Lovecraft - The dream cycle I
July 16, 2020•475 words
I've recently decided to revisit some fiction from H.P. Lovecraft. These days I'm hardly a man of fiction, but Lovecraft has left its mark from my early days of youth with its mysterious and unfathomable worlds. After all this time, some rereading is merited, not for the sake of thrills and story alone, but for a sort of interpretative approach to the metaphysics underlying his strange worlds.
I've chosen to start with the dream cycle, as it is designated a series of short stories and novellas written between 1918 and 1932. These stories have as a common thread a vast dream world in an alternate dimension which is pregnant with otherworldly gods and beings, and which was inspired by Lovecraft's own dreams.
Polaris (1918)
We are told the story of Charles Wain, a man who spends his nights tormented by the light of the pole star upon his chamber.

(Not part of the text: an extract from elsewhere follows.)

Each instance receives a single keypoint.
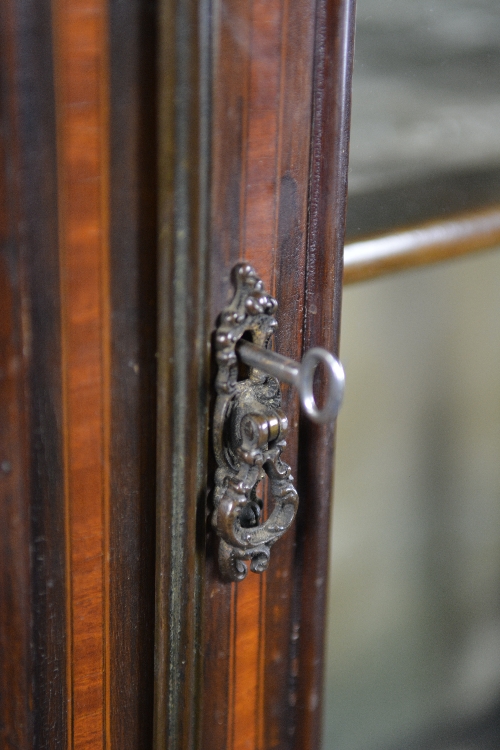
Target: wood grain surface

It can be observed the influence from Lovecraft’s interest in astronomy and the vastness of cosmos from his descriptions of the Polaris, Arcturus, Aldebaran and references to Cassiopeia and Coma Berenices constellations.
As time goes by, on nights of the waning moon, Wain drifts into a dream world where he manages to first observe a marble city of towers and walls and domes. Within time, on clouded nights where he manages to sleep, he shifts from an observer to a living participant of this city named Olathoë which is under siege from a race of yellow fiends named Inutos.
Charles Wain being a feeble man given to fainting, is denied a position upon the warriors of the city. As such he's sent to keep vigil from the watch-tower. Fatigued and under a slumber spell from the pole star, he drifts into sleep, only to wake to a world he no longer recognizes as real. He begs to be woken to warn of the impending invasion in the otherworld he now recognizes as the real but is trapped in the world he no longer recognizes as his own.
We are introduced to this alternate dream world, which the main character ends up identifying as more real than the alleged real world. Charles Wain has quite some resemblances to Lovecraft, being a frail man with a feeling of uselessness in battle much as Lovecraft himself did for being unable to participate in World War I.
We are also hinted that this alternate dimension existed in times of old and is not synchronous with current earthly events. This is important to distance the dream world both in space and time, though the two seem to clash and fuse during small periods of time. This is also a world at war with a harsh environment with advancing ice-sheet that forces its inhabitants to move and battle for safe territory and survival.